I don't know what the current price of gas is anyway - although I do still buy a little of it from time to time. I'm going to say if this price increase has an effect on me, I will not recognize it. That is the kind of effect I don't care about.

However, if our goofball criminal in chief starts a war because of the surrounding circumstances, we will all feel some effects. Those effects might be somewhat camouflaged by the overall effect of having a goofball criminal in chief to start with though....

beaver | 16 september 2019

I drive my model 3 anytime I can, lower mileage cost than my Acura even though the Model 3 is worth more. I actually grin when I see higher gas prices now, it only helps accelerate the switch.

PhillyBob | 16 september 2019

Yes to answer your question ..... It does affect the higher resale value of my M3!!!! Higher gas prices are going to drive more gas efficient and electric vehicle sales ..... just my opinion

Resist | 17 september 2019

The reason we are dependent on the other countries for oil, isn't because we don't produce enough of our own oil, we do. But we sell that oil and buy cheaper oil from them, this keeps pump prices low here. Using our own oil would raise pump prices. So when politicians throw out those ads claiming we need to pass a certain bill to ease our dependence on oil from outside of our country, it's a redirection of facts to pass their agenda.

andy | 18 september 2019

From the perspective of somebody living in the UK the US has cheaper petrol when compared to our prices. Difficult to do a direct comparison due to currency and volume differences, but I think, and may well be wrong, we pay the equivalent of around $6.60 per US gallon of petrol.

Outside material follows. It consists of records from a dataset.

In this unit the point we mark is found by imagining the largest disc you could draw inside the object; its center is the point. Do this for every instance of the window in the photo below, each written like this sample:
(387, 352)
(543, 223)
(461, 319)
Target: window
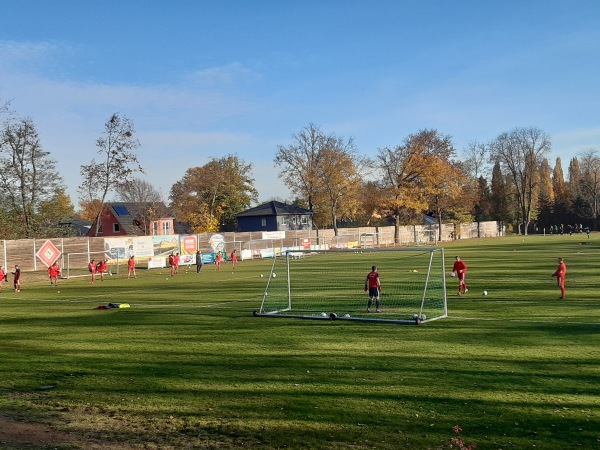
(166, 227)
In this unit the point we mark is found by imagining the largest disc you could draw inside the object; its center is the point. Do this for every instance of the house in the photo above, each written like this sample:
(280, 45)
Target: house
(76, 225)
(275, 216)
(134, 219)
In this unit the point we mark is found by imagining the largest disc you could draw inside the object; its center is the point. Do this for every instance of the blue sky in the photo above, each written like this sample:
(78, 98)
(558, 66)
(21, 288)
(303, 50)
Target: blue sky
(204, 79)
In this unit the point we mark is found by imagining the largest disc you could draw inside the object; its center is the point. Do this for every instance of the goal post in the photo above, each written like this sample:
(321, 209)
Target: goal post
(76, 264)
(329, 284)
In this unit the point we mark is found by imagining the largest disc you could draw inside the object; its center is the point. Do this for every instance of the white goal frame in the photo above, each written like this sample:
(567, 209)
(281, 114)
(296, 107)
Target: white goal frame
(413, 289)
(76, 264)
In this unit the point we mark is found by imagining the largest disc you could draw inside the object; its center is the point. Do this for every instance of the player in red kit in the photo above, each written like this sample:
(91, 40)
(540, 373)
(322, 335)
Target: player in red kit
(460, 269)
(131, 267)
(92, 269)
(54, 273)
(101, 268)
(17, 279)
(373, 286)
(560, 273)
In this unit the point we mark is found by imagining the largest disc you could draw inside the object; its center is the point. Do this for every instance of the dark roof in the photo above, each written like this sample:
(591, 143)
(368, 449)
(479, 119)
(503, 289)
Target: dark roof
(82, 226)
(127, 212)
(273, 208)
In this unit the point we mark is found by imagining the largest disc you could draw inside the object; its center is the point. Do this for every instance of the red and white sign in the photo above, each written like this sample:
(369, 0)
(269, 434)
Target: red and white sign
(48, 253)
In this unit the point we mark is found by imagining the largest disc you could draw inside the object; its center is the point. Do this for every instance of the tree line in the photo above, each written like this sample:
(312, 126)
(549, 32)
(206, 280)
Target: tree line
(508, 179)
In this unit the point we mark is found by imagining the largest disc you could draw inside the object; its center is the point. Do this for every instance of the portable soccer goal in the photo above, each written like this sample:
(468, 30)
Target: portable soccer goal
(329, 284)
(76, 264)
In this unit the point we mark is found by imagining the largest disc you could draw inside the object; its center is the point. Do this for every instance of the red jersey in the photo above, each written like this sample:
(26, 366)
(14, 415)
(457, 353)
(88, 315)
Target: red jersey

Charging at home on an overnight rate, where the tariff is fixed until next year and the supplier uses green energy, I can add around 100 miles of range for about $1.75 USD. This makes the economics of a Model 3 for a high mileage driver compelling. Barriers to wider adoption have been the capital costs of EVs, availability, people’s perceptions of convenience. Over half of homes in the UK have off-street parking and can install charge points, but that leaves many, especially in cities, that don’t.

Oil prices might impact electricity prices, but electricity, certainly in the UK, is far cheaper per mile, even at premium rates on trunk routes, than petrol. If anything I would see higher oil prices driving increased demand for EVs.

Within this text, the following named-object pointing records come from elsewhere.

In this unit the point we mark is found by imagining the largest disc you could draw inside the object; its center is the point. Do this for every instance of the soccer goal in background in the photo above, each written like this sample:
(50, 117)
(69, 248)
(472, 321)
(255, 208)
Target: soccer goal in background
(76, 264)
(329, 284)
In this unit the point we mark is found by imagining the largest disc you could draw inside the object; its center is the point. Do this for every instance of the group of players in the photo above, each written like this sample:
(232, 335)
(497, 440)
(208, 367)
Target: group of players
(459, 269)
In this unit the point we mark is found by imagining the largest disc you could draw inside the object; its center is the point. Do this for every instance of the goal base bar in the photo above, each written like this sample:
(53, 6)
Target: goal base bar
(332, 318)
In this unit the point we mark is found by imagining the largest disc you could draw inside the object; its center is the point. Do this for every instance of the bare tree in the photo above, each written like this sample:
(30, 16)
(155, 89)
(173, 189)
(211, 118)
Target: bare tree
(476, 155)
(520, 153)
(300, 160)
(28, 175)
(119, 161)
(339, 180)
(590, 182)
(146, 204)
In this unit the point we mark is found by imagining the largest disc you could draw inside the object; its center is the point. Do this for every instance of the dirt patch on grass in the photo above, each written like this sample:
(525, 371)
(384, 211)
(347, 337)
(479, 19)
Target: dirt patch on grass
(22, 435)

So, if the question is “will higher oil prices impact us as owners of Model 3s” the answer is possibly increased chance of stalls on charger networks being occupied and continuous demand for increased network capacity.

kaffine | 18 september 2019

I'll have a bigger smile on my face when I pass a gas station as they raise their prices.

As long as I pass it fast enough and don't realize I'm driving a $60k car to save a few bucks on gas I'm fine.